Portrait of Caron Heyes
Caron Heyes
13/01/2025
Two medical professionals in blue scrubs and caps walk down a well-lit hospital corridor. The hallway is lined with doors and a medical cart is visible on the left side. The setting is clean and sterile.

As reported by the Guardian and other news platforms, the coroner investigating the death of 27-year-old Chloe Every at Queen's hospital, Romford, has issued a preventing future deaths warning against the Barking, Havering and Redbridge university hospitals NHS trust.

The PFD report has been sent to the chief coroner, the Care Quality Commission and the secretary of state. Graeme Irvine, senior coroner for east London, also sent his report to health secretary Wes Streeting, who has 40 days to respond.

Enquiries to the Department of Health about their response suggest they are waiting for input from their learning disability team.  

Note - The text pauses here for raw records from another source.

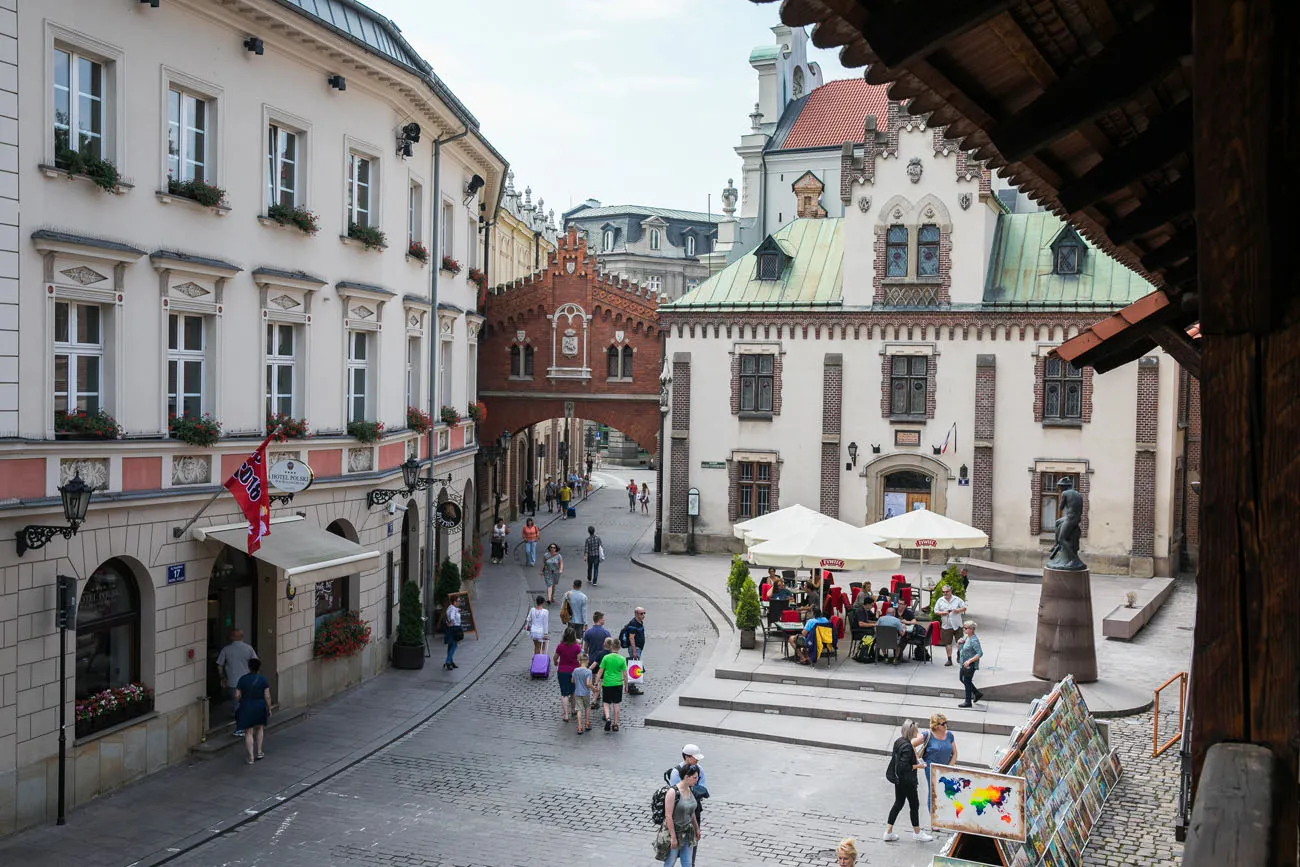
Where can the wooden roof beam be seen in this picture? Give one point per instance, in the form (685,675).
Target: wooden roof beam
(1140,55)
(1169,135)
(1171,202)
(901,37)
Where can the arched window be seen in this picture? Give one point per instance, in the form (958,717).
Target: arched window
(927,251)
(108,631)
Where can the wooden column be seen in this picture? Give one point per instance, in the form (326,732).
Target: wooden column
(1247,659)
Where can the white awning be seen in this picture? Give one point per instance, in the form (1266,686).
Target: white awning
(299,551)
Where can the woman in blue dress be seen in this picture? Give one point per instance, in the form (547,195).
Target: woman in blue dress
(252,694)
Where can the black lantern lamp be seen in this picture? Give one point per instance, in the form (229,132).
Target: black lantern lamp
(76,497)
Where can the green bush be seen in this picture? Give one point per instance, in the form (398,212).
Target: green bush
(748,612)
(736,579)
(410,624)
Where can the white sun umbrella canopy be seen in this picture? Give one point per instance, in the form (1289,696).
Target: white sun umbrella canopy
(828,546)
(792,517)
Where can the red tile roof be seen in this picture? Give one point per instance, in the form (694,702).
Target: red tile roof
(835,112)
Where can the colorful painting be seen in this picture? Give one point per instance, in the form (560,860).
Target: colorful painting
(978,802)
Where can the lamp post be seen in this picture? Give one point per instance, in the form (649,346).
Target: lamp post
(664,382)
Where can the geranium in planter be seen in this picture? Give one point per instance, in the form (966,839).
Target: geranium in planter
(419,420)
(86,425)
(342,636)
(195,430)
(289,427)
(365,432)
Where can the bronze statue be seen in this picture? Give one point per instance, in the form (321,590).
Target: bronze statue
(1065,554)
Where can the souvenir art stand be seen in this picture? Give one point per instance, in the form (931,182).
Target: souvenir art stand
(1069,771)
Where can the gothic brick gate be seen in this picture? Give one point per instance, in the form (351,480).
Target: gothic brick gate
(570,342)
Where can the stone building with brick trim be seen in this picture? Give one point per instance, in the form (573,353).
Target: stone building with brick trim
(926,315)
(278,295)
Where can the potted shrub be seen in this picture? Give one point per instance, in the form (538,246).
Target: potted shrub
(748,614)
(419,420)
(365,432)
(195,430)
(408,644)
(342,636)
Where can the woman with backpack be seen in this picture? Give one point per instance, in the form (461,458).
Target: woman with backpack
(935,746)
(902,772)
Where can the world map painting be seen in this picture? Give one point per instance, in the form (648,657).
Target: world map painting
(978,802)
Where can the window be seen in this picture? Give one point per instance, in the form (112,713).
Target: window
(359,190)
(1062,390)
(896,251)
(187,135)
(754,489)
(282,159)
(909,380)
(78,358)
(927,251)
(108,631)
(755,382)
(358,375)
(415,228)
(185,363)
(79,103)
(280,369)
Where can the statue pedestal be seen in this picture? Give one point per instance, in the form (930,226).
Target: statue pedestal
(1065,642)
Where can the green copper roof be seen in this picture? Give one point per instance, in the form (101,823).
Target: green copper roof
(1021,271)
(810,278)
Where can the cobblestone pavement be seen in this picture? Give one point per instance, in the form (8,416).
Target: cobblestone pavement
(1138,824)
(497,780)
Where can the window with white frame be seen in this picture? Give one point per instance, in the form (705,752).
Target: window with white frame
(78,358)
(81,105)
(284,157)
(281,356)
(185,364)
(359,211)
(358,375)
(187,124)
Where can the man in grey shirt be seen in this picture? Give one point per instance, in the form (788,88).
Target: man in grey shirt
(577,608)
(233,663)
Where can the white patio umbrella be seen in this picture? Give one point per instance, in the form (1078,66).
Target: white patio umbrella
(923,529)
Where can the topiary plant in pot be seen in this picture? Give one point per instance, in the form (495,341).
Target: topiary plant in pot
(408,645)
(748,614)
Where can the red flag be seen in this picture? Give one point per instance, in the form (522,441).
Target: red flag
(250,488)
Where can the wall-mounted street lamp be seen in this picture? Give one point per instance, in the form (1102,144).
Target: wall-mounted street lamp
(76,495)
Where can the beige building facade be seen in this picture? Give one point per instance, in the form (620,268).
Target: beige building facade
(265,246)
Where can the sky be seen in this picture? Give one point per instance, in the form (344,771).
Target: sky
(629,102)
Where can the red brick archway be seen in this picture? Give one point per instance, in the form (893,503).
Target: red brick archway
(545,350)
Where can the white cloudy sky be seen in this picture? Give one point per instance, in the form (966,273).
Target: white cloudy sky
(623,100)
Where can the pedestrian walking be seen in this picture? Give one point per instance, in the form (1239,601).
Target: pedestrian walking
(566,660)
(633,637)
(583,693)
(538,625)
(593,551)
(499,532)
(902,772)
(614,677)
(451,632)
(553,567)
(935,746)
(679,818)
(531,534)
(233,664)
(252,694)
(969,653)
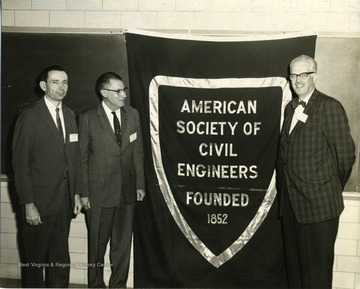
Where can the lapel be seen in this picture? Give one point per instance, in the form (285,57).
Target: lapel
(289,112)
(307,110)
(49,122)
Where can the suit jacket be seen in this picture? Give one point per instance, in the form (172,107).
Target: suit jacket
(42,163)
(316,159)
(108,170)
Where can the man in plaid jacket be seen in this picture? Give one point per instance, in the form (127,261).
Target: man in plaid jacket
(316,156)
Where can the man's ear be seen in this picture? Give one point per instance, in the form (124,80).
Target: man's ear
(103,93)
(42,85)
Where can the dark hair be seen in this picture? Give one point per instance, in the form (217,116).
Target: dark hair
(45,73)
(105,79)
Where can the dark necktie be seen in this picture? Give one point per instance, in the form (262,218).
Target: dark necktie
(295,104)
(58,123)
(117,128)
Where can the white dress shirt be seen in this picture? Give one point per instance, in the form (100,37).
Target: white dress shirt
(52,109)
(110,115)
(299,110)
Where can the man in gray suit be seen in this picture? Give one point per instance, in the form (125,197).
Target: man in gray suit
(112,165)
(45,161)
(316,157)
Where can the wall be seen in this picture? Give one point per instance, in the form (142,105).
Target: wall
(335,18)
(340,16)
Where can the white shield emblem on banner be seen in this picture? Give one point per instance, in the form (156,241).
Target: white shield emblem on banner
(166,187)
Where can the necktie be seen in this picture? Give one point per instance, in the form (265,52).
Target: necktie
(295,104)
(117,128)
(58,123)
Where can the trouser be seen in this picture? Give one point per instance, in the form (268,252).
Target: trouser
(46,247)
(114,224)
(309,249)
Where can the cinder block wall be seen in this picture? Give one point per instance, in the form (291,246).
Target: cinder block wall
(327,17)
(339,16)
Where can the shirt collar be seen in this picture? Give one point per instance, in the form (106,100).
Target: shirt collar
(306,99)
(50,105)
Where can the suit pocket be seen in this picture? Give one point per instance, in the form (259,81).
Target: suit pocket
(96,178)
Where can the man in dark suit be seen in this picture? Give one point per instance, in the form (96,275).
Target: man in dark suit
(316,157)
(45,150)
(113,178)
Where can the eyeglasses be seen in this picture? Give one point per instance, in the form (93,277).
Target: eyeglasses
(118,91)
(302,75)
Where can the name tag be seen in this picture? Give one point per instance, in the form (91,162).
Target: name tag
(133,137)
(301,116)
(73,137)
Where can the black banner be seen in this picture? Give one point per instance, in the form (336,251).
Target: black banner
(211,112)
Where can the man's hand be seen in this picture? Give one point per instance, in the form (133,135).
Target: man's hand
(78,205)
(140,195)
(85,202)
(32,214)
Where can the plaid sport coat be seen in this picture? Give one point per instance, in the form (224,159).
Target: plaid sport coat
(316,159)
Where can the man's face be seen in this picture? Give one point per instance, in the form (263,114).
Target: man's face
(303,87)
(114,96)
(56,85)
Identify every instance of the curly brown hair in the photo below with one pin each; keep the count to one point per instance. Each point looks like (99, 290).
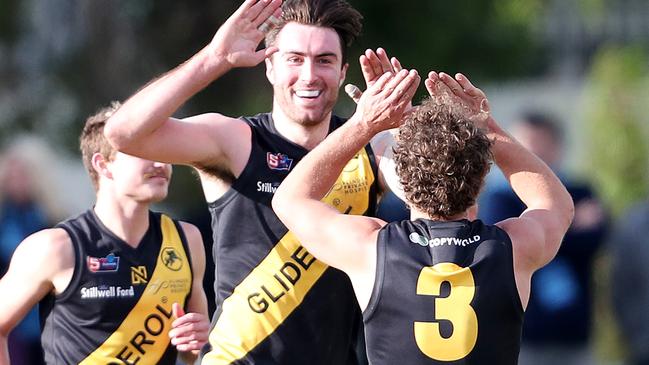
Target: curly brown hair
(442, 159)
(92, 140)
(335, 14)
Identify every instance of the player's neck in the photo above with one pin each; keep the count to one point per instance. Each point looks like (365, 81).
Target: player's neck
(127, 220)
(307, 136)
(416, 214)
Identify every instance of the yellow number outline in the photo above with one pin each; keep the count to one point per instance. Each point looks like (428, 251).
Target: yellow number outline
(456, 308)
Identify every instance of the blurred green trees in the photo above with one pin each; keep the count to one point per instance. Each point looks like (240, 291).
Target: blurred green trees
(617, 93)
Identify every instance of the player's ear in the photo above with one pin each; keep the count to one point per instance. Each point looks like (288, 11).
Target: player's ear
(270, 70)
(100, 164)
(343, 74)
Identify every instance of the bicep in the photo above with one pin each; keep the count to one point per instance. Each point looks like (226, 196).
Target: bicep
(206, 138)
(36, 261)
(346, 242)
(197, 301)
(536, 237)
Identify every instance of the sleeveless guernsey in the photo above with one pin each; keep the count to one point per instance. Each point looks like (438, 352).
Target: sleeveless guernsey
(277, 304)
(117, 307)
(444, 293)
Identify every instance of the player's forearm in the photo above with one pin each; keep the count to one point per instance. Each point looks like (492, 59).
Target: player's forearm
(530, 178)
(4, 350)
(188, 357)
(149, 108)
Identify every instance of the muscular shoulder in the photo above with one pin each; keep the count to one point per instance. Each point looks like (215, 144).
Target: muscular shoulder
(48, 254)
(50, 245)
(194, 242)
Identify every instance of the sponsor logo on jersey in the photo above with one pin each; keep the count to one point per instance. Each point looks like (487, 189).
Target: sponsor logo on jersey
(267, 187)
(440, 241)
(153, 329)
(175, 286)
(107, 291)
(171, 259)
(109, 263)
(278, 161)
(139, 275)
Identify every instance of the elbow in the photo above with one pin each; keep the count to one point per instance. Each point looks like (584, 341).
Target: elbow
(567, 211)
(277, 203)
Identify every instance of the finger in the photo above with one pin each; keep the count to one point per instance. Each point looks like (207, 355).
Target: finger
(431, 83)
(267, 14)
(386, 66)
(270, 51)
(354, 92)
(451, 83)
(243, 9)
(467, 85)
(389, 89)
(177, 310)
(190, 346)
(403, 92)
(366, 69)
(439, 86)
(408, 88)
(375, 62)
(396, 65)
(380, 84)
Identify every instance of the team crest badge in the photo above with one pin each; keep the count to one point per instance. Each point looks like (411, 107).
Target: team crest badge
(278, 161)
(171, 259)
(109, 263)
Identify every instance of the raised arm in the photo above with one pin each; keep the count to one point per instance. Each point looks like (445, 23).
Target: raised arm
(537, 233)
(373, 65)
(189, 332)
(42, 263)
(143, 125)
(343, 241)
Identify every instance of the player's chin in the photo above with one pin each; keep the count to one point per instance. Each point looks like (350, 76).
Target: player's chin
(154, 196)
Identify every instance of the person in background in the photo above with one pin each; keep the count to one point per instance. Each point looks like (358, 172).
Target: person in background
(558, 319)
(114, 282)
(275, 304)
(439, 287)
(629, 248)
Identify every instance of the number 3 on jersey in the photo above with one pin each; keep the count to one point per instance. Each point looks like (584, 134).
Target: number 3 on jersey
(455, 308)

Mr Irvine had previously concluded that ‘gross failures’ in the care of Chloe by the hospital may have led to her death in 2019.  He said evidence at the inquest was concerning and that there was a 'risk that future deaths could occur unless action is taken'.

Caron Heyes represented Chloe's family in their fight to have her death properly investigated after the trust initially informed the coroner that Chloe had died from natural causes - Advanced Bowel Cancer, contributed to by the underlying condition of Myotonic Dystrophy (MD) - and that her death did not merit an inquest.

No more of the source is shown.